Figure 1: The structure of the neural network borrowed from our nature communications biology paper. The 3DZD representation of the protein structures is fed into the encoder, the embedding output is combined and input into the FC network to predict the similarity of the pair of protein structures. (The figure taken from Figure 3 of our publication)
Our method, 3D-AF-Surfer, allows real-time structure-based search for AlphaFold2 models and across experimentally determined protein structures in a public database, the Protein Data Bank (PDB). 3D-AF-Surfer represents structures with 3D Zernike descriptors (3DZD), which is a rotationally invariant mathematical representation of 3D shapes. Our lab pioneered this approach of 3D shape representation of protein structure for fast protein similarity comparison. Originally, we compared 3DZD with the Euclidean distance. 3D-AF-Surfer further extends this approach using neural network that produces embeddings of the 3DZD representation of the protein structures.

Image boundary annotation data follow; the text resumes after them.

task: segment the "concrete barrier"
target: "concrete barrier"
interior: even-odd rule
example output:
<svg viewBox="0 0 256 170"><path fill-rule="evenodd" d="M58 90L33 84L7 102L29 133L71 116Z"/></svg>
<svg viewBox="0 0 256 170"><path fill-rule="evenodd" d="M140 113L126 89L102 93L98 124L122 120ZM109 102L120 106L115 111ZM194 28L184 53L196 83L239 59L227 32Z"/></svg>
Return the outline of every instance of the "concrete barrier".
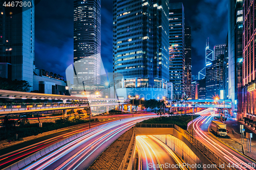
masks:
<svg viewBox="0 0 256 170"><path fill-rule="evenodd" d="M30 160L30 157L27 157L25 159L24 159L24 163L25 163L25 165L27 165L30 163L31 163L31 160Z"/></svg>
<svg viewBox="0 0 256 170"><path fill-rule="evenodd" d="M47 154L48 153L49 153L49 152L51 152L50 151L50 150L49 149L49 147L45 148L45 152L46 152L46 154Z"/></svg>
<svg viewBox="0 0 256 170"><path fill-rule="evenodd" d="M10 166L10 168L8 169L10 169L10 170L18 170L18 169L19 169L19 168L18 167L18 163L16 163L15 164L11 165Z"/></svg>
<svg viewBox="0 0 256 170"><path fill-rule="evenodd" d="M36 158L36 159L39 159L41 156L41 154L40 154L40 151L35 153L35 157Z"/></svg>
<svg viewBox="0 0 256 170"><path fill-rule="evenodd" d="M19 169L26 166L26 164L24 162L24 160L22 160L22 161L17 162L18 167Z"/></svg>

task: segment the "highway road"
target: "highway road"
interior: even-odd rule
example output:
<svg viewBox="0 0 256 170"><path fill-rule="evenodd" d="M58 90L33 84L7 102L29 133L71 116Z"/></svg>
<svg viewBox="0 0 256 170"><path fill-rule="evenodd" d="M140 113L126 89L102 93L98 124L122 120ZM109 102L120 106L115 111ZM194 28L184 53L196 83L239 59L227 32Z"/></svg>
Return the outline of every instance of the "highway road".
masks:
<svg viewBox="0 0 256 170"><path fill-rule="evenodd" d="M142 114L150 115L150 114ZM155 115L155 114L152 114ZM142 115L135 114L134 116ZM104 120L100 122L91 123L91 127L93 128L105 123L110 123L120 119L132 117L132 114L120 115L96 116L99 120ZM25 141L14 145L3 148L0 150L0 169L3 169L9 165L22 160L32 154L57 143L65 138L68 138L75 134L89 129L89 124L78 127L44 136L35 139Z"/></svg>
<svg viewBox="0 0 256 170"><path fill-rule="evenodd" d="M237 169L256 169L256 162L218 140L208 132L215 115L208 110L193 123L194 136L228 164ZM191 131L191 126L189 127ZM250 166L249 166L250 165Z"/></svg>
<svg viewBox="0 0 256 170"><path fill-rule="evenodd" d="M136 136L138 150L138 169L186 169L179 167L182 163L164 143L152 135Z"/></svg>
<svg viewBox="0 0 256 170"><path fill-rule="evenodd" d="M87 133L33 162L24 169L84 169L135 124L156 116L134 117Z"/></svg>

The performance analysis of 3D-AF-Surfer showed over 40% accuracy improvement over the direct comparison of 3DZD, and it is the only tool that can search between AlphaFold2 models and PDB entries in real-time, within seconds to a couple of minutes. The webserver for performing the real-time structure search is available freely to the public at https://kiharalab.org/3d-surfer/submitalphafold.php
Figure 2: The distribution of the secondary structure classification of AlphaFold2 models compared to experimentally solved structure. Figure taken from Fig. 2A of our publication
We used 3D-AF-Surfer to analyze the distribution of the protein folds of Alphafold2 models. Figure 2 shows the distribution of the fold (secondary structure) classes of the Alphafold2 models (the right panel) in comparison with the SCOPe protein structure classification database, which includes protein structures determined by experiments (the left panel). Interestingly, our results showed that the alpha helix class dominates the distribution with over 47% of the structural domains classified as the alpha class. This result contrasts with the distribution observed in experimentally solved structured wherein the alpha/beta class is expected to dominate. We also analyzed unconfident regions of Alphafold2 models in comparison with disordered region prediction from protein sequence. The result showed that at most only 30 to 50%, of unconfident regions correspond to disordered regions, which implies that the rest of the regions would be folded in the native structures. The analysis highlights potential difference of the Alphafold2 models with the native structures, which are yet to be solved.
Finally, we have incorporated newly released predicted models by Alphafold2 into our database, bringing the total number of available domains to 1,315,752 taken from 990,841 proteins. This is 39% increase from the time we wrote the paper. The search speed was not much compromised by this addition. Searching against all the available databases takes about 2.5 minutes.